When a family member or friend dies, the time afterward is always very distressing. Financial issues can make the situation even worse, and if the person has not done any estate planning, resolving finances after a death, can become complicated. Even though it is not easy, it is always a good idea to plan ahead. Taking out funeral plans to cover the cost of a funeral is a good idea, but above all, a will is more important than anything else.
A Death Certificate
The first thing you should when someone dies, is to get the death certificate. Many organisations including funeral plans, banks and life insurance companies will need to see the death certificate or the registration of death. This is a painful process to go through, and if you don’t feel up to it, you should ask someone to help.
Who Should You Notify?
After someone dies, you should try to notify everyone as soon as possible. This is particularly important if the person has credit cards or loans. It is easy to assume your debts die with a person, but that is not always the case. If you have an estate, and die with debts, any lender will likely make a claim. Let all financial organisation involved know as soon as possible. Of course, this essential when you expect funeral plans services to settle the bill for the funeral.

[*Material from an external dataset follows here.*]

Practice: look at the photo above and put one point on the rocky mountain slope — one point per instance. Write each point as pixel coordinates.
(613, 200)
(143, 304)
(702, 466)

What Happens to Life Insurance?
If the person dies with no debts or mortgages, the life insurance becomes part of the estate. The lump sum of money from a life insurance policy can be inherited by surviving family members. It can be used to pay for the funeral if there are no funeral plans in place to do so.
Many think that using life insurance to pay for a funeral is not good value for money. This is why so many families in the UK opt for taking out funeral plans.
Leaving A Will
When there is no will, things can often become more complicated. Sometimes, if there are no immediate surviving family members, other relatives will have to be traced. If that is not possible, the money will go to the taxman. Today, there are companies which specialise in trying to find lost relatives. It is important to leave a will even if you don’t have any surviving family or friends you want to leave your money to. Perhaps you have been involved with a charity during your lifetime. In that case, you can always leave any money to them.
List of Financial Status
Creating a list of your financial status is another good idea. When this exists, it is easier for family and friends to deal with debts or track down assets. It is surprising how many people don’t want to leave details of their financial status. This can often make the situation difficult, and when debts crop up, the rest of the family may wonder how they are going to settle them.
What About Your Home?
Yes, your home will become part of your estate. However, you need to make your family is aware if there are any restrictions when it comes to the equity of your home. Many seniors choose to use part of the equity in their homes. This is called equity release. Equity release is a good idea when you have plenty of equity in your home. It gives you money to spend on the things you consider important. Perhaps you have a bucket list of places you would like to travel to before you pop your clogs. The downside of equity release is that it needs to be paid for when you die. If there is any remaining equity in the home once the home has been sold, your surviving family will inherit what remains.
Honesty is Best
Good estate planning is all about honesty. You don’t have to tell your family what they are going to inherit. But making it complicated is not the thing to do. Resolving finances after a death is complicated enough without extra hassle. So, be honest with yourself and think about estate planning as a way of giving yourself peace of mind. It may even feel comforting to know your family will be taking care of after you have moved on.